I felt some responsibility for the accordion recital, because I had spoken up in favour of the idea at the committee meeting when the choice of young artist from the sponsored scheme the society belongs to was discussed.  I did have a rationale, apart from a random desire to hear what the classical accordion sounded like, which was that the accordion player's career seemed to be several years further advanced than most of the young artists on the scheme.  On that basis I thought he might be relatively good, the best accordion player we ever had.  In fairness to the other young artists the bar is set pretty high for them to get on to the scheme at all, but still they would all be anything between five and twenty-five years behind all the other musicians appearing at the music society.  And I was curious to hear a classical accordion player.  It is good to try new things.  And the club would be taking less of a financial risk booking an unusual instrument with a sponsored young artist.  I explained my reasoning to the committee, and the chairman bravely said that she fancied trying the accordion, and nobody else had the heart to argue us out of it, but still I would have felt responsible if there had only been ten people in the audience.
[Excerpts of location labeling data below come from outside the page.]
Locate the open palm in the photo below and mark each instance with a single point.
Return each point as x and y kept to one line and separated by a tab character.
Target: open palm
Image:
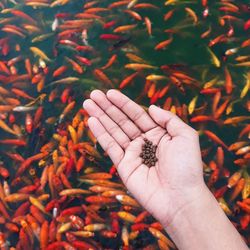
120	125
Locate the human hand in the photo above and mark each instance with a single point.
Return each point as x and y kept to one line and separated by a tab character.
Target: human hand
120	125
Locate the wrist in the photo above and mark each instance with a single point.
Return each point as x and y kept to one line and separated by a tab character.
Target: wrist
198	201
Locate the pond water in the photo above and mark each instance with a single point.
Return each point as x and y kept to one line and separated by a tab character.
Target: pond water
190	57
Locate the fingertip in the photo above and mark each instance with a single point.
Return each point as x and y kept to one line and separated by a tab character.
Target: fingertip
112	93
86	104
92	121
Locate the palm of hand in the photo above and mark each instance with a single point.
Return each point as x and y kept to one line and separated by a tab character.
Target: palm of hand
122	138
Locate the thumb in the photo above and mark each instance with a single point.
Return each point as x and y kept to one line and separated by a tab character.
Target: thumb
166	119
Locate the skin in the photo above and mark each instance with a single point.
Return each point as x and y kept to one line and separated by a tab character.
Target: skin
173	190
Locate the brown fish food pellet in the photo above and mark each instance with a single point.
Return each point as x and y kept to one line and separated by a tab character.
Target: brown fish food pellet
148	153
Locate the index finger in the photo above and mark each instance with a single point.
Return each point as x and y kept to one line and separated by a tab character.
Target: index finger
135	112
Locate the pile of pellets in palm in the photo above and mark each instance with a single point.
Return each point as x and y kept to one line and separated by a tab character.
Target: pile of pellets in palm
148	153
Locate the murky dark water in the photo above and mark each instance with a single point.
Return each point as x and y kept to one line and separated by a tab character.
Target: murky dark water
52	54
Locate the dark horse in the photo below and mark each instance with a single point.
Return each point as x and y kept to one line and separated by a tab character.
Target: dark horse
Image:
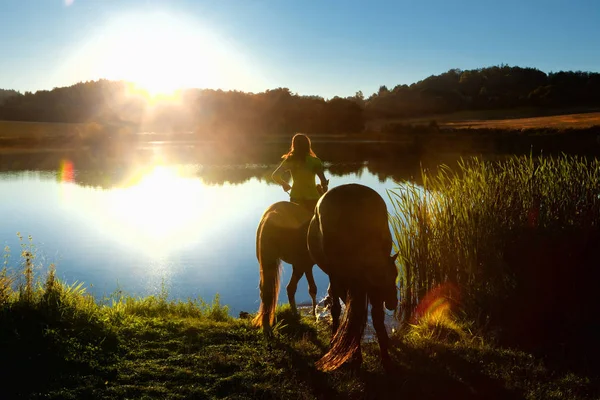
281	235
350	240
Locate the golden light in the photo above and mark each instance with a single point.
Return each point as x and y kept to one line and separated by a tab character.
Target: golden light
162	211
161	52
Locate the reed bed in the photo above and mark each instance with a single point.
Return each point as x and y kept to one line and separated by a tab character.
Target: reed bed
471	226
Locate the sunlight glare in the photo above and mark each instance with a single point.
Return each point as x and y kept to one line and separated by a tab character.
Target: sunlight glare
162	211
162	53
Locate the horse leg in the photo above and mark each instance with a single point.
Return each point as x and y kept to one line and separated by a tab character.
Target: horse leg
292	286
378	315
336	308
312	290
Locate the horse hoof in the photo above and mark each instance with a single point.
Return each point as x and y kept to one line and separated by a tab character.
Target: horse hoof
388	366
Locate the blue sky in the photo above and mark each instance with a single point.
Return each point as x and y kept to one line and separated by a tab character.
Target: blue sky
323	47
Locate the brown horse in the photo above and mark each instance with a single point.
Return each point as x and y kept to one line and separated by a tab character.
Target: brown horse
281	236
350	240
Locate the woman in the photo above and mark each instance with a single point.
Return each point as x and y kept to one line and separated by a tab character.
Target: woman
303	164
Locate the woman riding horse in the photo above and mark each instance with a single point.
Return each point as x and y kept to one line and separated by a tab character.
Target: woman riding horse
303	164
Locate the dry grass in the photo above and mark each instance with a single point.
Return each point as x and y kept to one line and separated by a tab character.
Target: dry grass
585	120
11	129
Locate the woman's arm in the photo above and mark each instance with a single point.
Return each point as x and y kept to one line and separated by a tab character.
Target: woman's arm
324	182
277	176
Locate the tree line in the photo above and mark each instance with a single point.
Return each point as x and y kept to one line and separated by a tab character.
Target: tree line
281	111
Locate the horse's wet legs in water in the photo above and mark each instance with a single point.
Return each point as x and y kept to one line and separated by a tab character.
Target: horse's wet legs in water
297	272
293	285
378	315
334	293
312	290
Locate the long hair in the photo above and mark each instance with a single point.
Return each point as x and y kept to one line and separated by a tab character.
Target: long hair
299	149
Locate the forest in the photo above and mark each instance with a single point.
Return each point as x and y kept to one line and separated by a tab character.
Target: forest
280	111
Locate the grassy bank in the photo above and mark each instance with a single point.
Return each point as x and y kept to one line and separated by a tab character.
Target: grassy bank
57	342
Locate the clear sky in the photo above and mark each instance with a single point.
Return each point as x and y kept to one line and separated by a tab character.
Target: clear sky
322	47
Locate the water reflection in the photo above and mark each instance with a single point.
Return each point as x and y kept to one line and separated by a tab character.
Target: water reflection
167	217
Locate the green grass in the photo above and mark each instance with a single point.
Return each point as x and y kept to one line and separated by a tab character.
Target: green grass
58	342
511	245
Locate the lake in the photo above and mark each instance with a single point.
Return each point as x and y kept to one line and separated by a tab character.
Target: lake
165	216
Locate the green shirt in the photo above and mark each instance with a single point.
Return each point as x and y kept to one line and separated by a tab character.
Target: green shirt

I arrived early, and noticed that the chairs were generously spaced, as organisers will do when they are worried about numbers and want the room to look full.  Happily the chairs filled up, despite the weather, and we had to put two more rows out.  Even more happily, the accordion player was really good.
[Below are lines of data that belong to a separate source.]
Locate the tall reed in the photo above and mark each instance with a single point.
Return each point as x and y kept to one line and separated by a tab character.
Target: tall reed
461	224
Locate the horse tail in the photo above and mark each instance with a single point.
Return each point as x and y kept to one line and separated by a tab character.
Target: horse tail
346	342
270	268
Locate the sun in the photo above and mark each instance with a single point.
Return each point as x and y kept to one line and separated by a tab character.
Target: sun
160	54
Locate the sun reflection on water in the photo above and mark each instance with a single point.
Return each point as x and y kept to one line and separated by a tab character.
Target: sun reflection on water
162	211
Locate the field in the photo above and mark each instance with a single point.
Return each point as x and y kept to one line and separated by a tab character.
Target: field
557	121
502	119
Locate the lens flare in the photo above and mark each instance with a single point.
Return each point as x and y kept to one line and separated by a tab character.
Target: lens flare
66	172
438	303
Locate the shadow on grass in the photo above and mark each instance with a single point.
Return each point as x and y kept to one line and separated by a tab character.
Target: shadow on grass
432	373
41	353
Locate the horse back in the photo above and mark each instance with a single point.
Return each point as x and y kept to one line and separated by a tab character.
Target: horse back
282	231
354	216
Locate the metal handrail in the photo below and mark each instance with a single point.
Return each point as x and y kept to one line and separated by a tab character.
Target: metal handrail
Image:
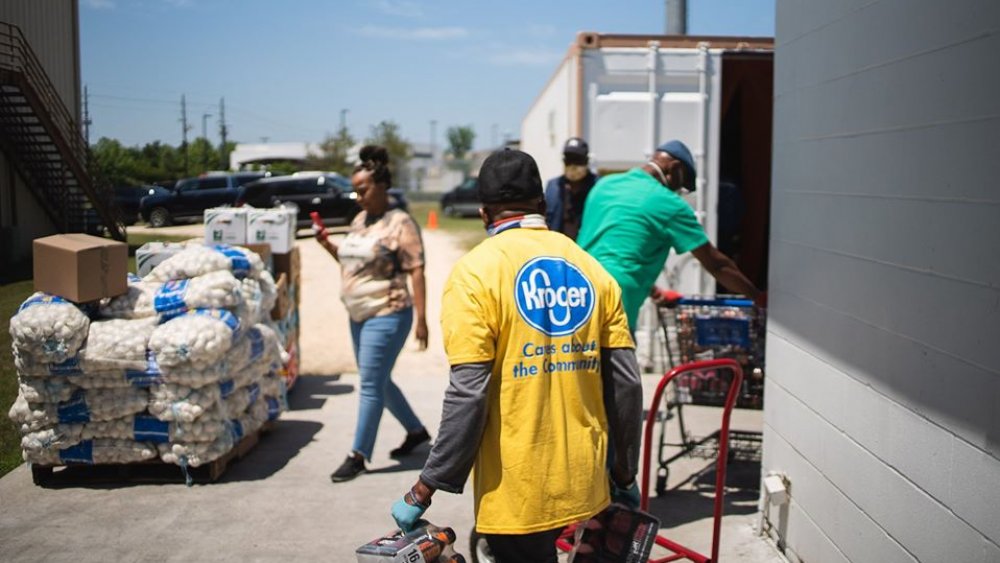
16	55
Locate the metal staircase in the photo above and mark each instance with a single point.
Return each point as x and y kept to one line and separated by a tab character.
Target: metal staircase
43	141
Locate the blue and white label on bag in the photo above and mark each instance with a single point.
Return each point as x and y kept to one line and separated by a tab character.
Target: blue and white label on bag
253	390
169	299
273	407
75	410
226	388
236	429
42	299
80	453
239	262
553	296
256	343
147	428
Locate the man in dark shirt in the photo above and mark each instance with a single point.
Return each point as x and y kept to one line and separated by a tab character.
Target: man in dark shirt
566	194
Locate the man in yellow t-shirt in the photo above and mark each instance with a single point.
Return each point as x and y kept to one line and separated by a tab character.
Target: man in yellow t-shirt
544	381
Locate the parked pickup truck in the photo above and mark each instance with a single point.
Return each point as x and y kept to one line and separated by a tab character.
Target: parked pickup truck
190	197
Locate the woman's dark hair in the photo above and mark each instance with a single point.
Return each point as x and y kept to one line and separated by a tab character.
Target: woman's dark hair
375	159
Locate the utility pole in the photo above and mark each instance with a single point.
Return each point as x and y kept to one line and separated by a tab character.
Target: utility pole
433	141
204	129
86	115
223	131
676	17
184	129
205	145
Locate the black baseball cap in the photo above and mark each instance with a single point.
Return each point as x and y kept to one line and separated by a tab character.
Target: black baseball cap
576	146
509	175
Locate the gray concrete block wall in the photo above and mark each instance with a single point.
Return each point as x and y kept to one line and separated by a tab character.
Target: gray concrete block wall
883	397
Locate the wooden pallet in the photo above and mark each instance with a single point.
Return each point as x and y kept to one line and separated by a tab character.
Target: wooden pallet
152	471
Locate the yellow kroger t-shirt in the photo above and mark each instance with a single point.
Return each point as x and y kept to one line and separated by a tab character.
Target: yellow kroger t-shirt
542	308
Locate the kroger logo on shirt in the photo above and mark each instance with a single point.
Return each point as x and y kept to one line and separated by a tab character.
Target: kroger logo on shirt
553	296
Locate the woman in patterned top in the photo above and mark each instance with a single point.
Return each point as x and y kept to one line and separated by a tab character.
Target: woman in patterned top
381	250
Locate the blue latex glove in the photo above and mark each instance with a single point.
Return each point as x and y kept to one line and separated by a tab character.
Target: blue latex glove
407	515
629	496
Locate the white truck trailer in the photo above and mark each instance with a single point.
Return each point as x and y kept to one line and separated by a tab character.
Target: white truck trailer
627	94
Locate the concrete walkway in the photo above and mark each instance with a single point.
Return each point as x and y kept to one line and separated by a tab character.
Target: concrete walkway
278	504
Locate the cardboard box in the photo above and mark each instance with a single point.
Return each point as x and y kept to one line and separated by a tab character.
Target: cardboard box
152	253
264	251
226	225
80	267
283	304
288	263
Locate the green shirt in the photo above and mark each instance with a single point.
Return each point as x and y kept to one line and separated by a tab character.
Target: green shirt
630	223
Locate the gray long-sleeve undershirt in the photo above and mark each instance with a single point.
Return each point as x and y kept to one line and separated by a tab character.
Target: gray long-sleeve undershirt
466	405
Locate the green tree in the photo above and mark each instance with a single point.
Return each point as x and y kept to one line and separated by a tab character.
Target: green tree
460	140
386	133
202	156
113	164
334	150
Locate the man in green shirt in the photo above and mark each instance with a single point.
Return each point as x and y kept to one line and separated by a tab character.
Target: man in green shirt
633	219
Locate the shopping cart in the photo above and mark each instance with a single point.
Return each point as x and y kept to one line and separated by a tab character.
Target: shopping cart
678	551
707	328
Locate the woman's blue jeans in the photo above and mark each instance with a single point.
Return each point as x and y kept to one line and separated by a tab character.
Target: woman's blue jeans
377	343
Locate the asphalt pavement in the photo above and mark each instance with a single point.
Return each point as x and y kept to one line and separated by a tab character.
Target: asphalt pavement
278	504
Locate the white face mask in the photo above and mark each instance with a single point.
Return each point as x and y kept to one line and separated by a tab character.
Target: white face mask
575	172
659	173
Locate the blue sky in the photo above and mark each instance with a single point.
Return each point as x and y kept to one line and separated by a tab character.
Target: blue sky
287	69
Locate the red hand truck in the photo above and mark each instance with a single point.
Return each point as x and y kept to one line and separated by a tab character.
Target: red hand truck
678	551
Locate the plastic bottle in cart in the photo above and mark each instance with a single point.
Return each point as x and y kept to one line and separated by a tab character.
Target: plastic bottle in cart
318	226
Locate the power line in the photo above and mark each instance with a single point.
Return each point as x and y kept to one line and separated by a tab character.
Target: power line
145	100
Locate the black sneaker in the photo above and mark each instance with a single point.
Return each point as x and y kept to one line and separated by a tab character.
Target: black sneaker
351	468
411	442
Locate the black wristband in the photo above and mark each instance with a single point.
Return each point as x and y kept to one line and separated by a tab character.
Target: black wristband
413	500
He was playing a large button accordion.  As he said to us, some people might only have seen accordions with a keyboard like a piano, but the buttons allowed for more notes, so his instrument had a range of five octaves.  I thought he must have worked his programme out carefully.  He eased us into the sound world of accordion with a transcription of a Scarlatti sonata, a reassuringly familiar Baroque construction.  After that we were firmly in the twentieth century for the rest of the first half, and began to hear what the accordion could really do, which turned out to be more than I imagined, as modern accordion music doesn't just use the bellows to sound notes, but enlists the noises they can make by themselves as percussion and sound effects.  By the time we'd heard pieces inspired by the ruins of Dresden's firebombed cathedral and the gulags I was starting to wonder why no film producer had commissioned a soundtrack made entirely of accordion music.  But the accordion player had a shrewd idea of how much programme music an average audience could take, and sweetened the mixture with some pretty things and an accordion transcription of a Bach keyboard transcription of an oboe concerto, rounding off his performance with Piazzolla's Libertango.

It was good, and somebody who had come to support his other half admitted to me that he hadn't been looking forward to an evening of classical accordion beforehand, and had enjoyed it.  You can't ask for more than that.  There were even a couple there who had never been to any of our concerts before, and came to this one specially because she was learning the accordion.

I bumped into one of my former colleagues from the plant centre and we sat together.  She too has had a cold.  Felt awful for ages, runny nose, unable to concentrate on anything, dodgy stomach.  Sounds like the same thing everybody else has had.